# Examples of fitting smooth trend DFA
models

#### Eric J. Ward, Sean C. Anderson, Mary E. Hunsicker,
Mike A. Litzow, Luis A. Damiano, Mark D. Scheuerell, Elizabeth E.
Holmes, Nick Tolimieri

#### 2024-02-26

In addition to fitting conventional DFA models with trends modeled as
random walks (or ARMA processes), we can also construct models where
underlying trends are treated as smooth trends (B-splines, P-splines, or
Gaussian processes).

Let’s load the necessary packages:

```
library(bayesdfa)
library(ggplot2)
library(dplyr)
library(rstan)
chains = 1
iter = 10
```

## Data simulation

The `sim_dfa`

function normally simulates loadings \(\sim N(0,1)\), but here we will simulate
time series that are more similar with loadings \(\sim N(1,0.1)\)

```
set.seed(1)
s = sim_dfa(num_trends = 1, num_years = 1000, num_ts = 4,
loadings_matrix = matrix(nrow = 4, ncol = 1, rnorm(4 * 1,
1, 0.1)), sigma=0.05)
```

`matplot(t(s$y_sim), type="l")`

## Estimating trends as B-splines

As a first approach, we can fit models where trends are estimated as
B-splines.

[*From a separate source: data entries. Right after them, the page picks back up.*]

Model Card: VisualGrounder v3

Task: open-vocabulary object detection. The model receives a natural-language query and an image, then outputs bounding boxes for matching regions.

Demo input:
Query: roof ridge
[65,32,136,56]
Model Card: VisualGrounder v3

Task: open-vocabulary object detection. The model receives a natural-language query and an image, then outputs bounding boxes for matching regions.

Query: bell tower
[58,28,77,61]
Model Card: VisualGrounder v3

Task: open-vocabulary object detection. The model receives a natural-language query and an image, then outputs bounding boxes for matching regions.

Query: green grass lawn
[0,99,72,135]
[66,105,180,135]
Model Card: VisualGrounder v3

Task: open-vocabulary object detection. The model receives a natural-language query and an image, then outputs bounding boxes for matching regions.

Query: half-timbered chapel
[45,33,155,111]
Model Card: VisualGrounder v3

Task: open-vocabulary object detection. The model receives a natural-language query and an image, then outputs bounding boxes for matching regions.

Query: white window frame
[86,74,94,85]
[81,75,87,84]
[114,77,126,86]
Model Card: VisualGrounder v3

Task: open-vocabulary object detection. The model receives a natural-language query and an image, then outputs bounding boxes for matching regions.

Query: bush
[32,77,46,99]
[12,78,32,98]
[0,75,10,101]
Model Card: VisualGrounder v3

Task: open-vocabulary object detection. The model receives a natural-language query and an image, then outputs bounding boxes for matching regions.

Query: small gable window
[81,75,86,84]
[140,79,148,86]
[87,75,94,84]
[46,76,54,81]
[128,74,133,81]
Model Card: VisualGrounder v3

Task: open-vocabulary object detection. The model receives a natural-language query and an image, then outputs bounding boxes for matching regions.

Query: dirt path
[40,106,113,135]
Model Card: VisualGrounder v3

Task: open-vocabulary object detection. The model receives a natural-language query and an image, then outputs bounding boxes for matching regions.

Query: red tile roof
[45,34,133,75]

To do this, we change the `trend_model`

argument,
and specify the number of knots. More knots translates to smoother
functions. For example,

```
set.seed(1)
fit = fit_dfa(y = s$y_sim, num_trends = 1,
trend_model = "bs", n_knots = 7)
```

Or for a model with more knots,

```
set.seed(1)
fit = fit_dfa(y = s$y_sim, num_trends = 1,
trend_model = "bs", n_knots = 14)
```

## Estimating trends as P-splines

Obviously, trends from the B-spline model are sensitive to the number
of knots. As an alternative, we also allow trends to be modeled as
penalized regression splines (“P-splines”). These methods are less
sensitive to the numbers of knots, and only require the knots to be
enough to adequately describe the wiggliness of the function.

We can fit these kinds of models by changing the
`trend_model`

argument

```
set.seed(1)
fit = fit_dfa(y = s$y_sim, num_trends = 1,
trend_model = "ps", n_knots = 7)
```

## Estimating trends as Gaussian processes

Finally, another type of smoothing that can be done is treating the
trends as Gaussian processes. Both full rank models (knots = time
points) or predictive process models may be fit (fewer knots results in
smoother functions). These types of models may be specified by again
changing the `trend_model`

argument,

```
set.seed(1)
fit = fit_dfa(y = s$y_sim, num_trends = 1,
trend_model = "gp", n_knots = 7)
```

## Comparing approaches

All of the smooth trend methods are flexible and able to capture the
wiggliness of latent trends. Based on our experience, the B-spline and
P-spline models will generally fit faster than the Gaussian predicitve
process models (because they omit a critical matrix inversion step). The
full rank Gaussian process models tend to be faster than the predictive
process models. All of these approaches can be compared using cross
validation, or similar predictive performance criterion.